End of summer update from President and Founder of ProSearch, Ed McKersie.
With the end of summer fast approaching, many would-be job seekers will be entering the market and reviewing their options. Our team always sees a flurry of activity as people seek out temporary/contract, temp-to-hire, and career opportunities now that kids are heading back to school, and the final weeks of August are upon us. From Labor Day to the end of the year, hiring managers have a higher sense of urgency to fill open positions and get their teams in place. Given all that has been written about the complexities of this economy and business climate, I thought it would be an excellent time to offer my thoughts on the state of the job market in Maine.
A Message to Employers:
We all know the unemployment rate is again at record lows, and many people are reluctant to re-enter the job market if that means heading into an office five days a week. I recommend that you reevaluate each position on its own when determining if you need an employee onsite full-time or if you could offer a hybrid or even fully remote opportunity to a qualified candidate. We are seeing a continued desire by most job seekers to find either a remote or hybrid position. Job openings requiring full-time in the office are much harder to fill in this market.
In a tight employment market, it’s important to have a flexible interview and evaluation process. While you don’t want to skip any steps in your process, finding ways to combine those steps (having your first and second round of interviews on the same day, for example) puts you at a competitive advantage when the right person comes along. Job seekers are getting multiple offers, and getting them quickly, so it’s important to be ready to move just as quickly when necessary.
Be open to training someone on the required skills you are seeking. While you always want to have a solid job description that gives you and any new employee the proper grounding in the requirements and expectations of the job, being flexible where you can is equally important. As a hiring manager, I know some of my best hires over the years have been people I “took a chance on” because they didn’t have all the required experience, but they had the right attitude and I knew they would be a good addition to my team. When people know you took a risk on them, they tend to be more loyal and work harder to prove you made the right choice in giving them the opportunity.
Get accurate and up-to-date compensation information. Not having a firm grip on the current market means you will overlook qualified people and most likely will have to restart your search after interviewing several candidates. My team sees this happen frequently and it’s our first recommendation when we engage with our clients- know the market.

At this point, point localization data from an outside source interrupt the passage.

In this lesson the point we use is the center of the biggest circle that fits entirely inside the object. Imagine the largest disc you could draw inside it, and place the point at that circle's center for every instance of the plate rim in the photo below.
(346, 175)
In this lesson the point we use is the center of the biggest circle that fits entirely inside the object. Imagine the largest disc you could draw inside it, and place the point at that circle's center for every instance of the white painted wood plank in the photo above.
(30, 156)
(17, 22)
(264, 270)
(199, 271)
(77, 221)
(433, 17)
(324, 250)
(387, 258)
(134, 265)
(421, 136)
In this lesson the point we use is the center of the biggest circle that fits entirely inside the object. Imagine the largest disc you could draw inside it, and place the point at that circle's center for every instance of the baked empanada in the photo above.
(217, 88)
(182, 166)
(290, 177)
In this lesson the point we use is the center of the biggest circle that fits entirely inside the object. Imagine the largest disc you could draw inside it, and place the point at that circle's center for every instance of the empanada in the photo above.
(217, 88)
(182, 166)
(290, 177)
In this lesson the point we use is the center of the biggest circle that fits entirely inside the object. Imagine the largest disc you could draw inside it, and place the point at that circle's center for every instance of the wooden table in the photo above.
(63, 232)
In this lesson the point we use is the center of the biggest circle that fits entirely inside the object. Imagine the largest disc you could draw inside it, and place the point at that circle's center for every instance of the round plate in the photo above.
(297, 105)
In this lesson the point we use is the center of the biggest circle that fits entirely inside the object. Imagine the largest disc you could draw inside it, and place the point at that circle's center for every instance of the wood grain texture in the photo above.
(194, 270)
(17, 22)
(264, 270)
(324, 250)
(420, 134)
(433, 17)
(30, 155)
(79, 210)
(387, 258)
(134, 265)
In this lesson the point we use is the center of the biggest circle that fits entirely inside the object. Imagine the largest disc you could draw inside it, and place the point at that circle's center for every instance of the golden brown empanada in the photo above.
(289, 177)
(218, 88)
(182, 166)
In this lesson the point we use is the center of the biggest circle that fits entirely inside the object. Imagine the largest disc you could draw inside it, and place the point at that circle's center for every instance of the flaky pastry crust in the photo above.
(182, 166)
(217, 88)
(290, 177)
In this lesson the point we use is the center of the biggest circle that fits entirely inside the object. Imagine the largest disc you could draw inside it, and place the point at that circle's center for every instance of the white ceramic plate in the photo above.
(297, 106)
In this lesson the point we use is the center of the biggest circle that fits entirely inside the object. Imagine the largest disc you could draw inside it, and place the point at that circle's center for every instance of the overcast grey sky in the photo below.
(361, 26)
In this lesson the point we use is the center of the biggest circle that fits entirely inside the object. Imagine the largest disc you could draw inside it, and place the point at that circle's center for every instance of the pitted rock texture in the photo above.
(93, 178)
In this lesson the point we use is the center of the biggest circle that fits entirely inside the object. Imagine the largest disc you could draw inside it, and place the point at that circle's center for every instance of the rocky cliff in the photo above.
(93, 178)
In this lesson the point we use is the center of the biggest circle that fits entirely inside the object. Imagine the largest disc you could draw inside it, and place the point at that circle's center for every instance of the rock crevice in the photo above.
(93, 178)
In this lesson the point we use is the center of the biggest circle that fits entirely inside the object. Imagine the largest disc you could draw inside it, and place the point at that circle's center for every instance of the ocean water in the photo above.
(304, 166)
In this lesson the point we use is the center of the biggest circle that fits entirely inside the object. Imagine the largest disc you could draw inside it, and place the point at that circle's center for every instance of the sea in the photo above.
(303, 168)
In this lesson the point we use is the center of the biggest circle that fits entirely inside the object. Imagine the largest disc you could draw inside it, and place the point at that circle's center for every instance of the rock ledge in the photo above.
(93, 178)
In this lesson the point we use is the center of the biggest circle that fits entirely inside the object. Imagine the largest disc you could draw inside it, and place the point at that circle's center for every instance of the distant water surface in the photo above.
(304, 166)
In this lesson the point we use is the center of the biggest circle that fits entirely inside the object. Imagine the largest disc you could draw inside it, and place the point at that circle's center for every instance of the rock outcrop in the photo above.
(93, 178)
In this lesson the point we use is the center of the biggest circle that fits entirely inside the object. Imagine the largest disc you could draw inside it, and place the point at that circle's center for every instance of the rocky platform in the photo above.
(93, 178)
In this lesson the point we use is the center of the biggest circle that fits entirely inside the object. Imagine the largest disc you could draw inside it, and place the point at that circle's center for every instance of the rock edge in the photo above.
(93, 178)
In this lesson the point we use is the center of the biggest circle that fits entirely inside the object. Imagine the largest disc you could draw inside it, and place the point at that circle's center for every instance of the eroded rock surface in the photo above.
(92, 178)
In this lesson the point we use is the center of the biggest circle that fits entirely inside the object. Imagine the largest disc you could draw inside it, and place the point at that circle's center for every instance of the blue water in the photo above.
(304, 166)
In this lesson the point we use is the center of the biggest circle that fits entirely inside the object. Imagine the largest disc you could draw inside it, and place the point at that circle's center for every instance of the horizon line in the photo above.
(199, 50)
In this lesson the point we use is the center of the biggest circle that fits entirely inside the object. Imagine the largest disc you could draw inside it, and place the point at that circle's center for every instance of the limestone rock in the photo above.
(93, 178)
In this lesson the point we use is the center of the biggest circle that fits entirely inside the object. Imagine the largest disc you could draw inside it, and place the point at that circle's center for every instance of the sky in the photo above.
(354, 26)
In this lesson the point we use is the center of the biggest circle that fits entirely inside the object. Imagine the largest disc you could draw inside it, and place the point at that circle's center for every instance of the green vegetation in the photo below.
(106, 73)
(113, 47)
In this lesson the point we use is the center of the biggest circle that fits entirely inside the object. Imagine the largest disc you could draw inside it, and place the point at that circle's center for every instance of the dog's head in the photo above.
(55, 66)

We understand budget constraints and potential internal inequities, but knowing what you will need to pay to be competitive is crucial before you begin evaluating and interviewing candidates.
A message to job seekers:
Yes, it is a job seekers market. That is no reason to ghost employers when they have set aside time to meet you for an interview or after you have accepted a job offer. My theory on ghosting is that job seekers don’t know how to have difficult conversations when they find another job or decide they aren’t interested in an interview. This is a skill you need to learn. It’s okay to reach out and tell an employer you changed your mind or found the job of your dreams and therefore won’t be coming to the interview or won’t be showing up for the job you accepted. It isn’t personal and you should develop the ability to have these hard interactions. If you can’t find it within yourself to call, at least email the employer and give them the news. They will respect you for it and this allows them to move on to other candidates.
Do your own research on employers before you decide to interview. Finding out all you can about an employer’s values and culture is important and doing so before an interview allows you to develop questions that will help you decide if you want to join their team. Interviewing is a two-way street; asking good questions also shows you’re not just there to get a job offer but are seriously evaluating whether this is the right career move for you.
Regarding compensation, yes again, it’s a job seekers market. This means that employers will make their best offer to increase the chances of you accepting it. So don’t let compensation drive your decision when evaluating offers. Sure, we all need to pay our bills, and you won’t take a job that doesn’t pay you enough to make ends meet but putting compensation ahead of more important things is a way to end up working in the wrong job (or turning down the right job). Consider what skills and experience you will gain from this job opportunity- how it will build your resume for the longer term. Also, make sure you will be working with people you respect and can learn from and that you will be proud of working for the employer you choose. Job satisfaction is much more about those things than your compensation, especially early in your career.
So, to employers and job seekers in Maine, here’s to the end of summer and the beginning of the fall hiring season.
As we say at Prosearch- Let’s Get to Work!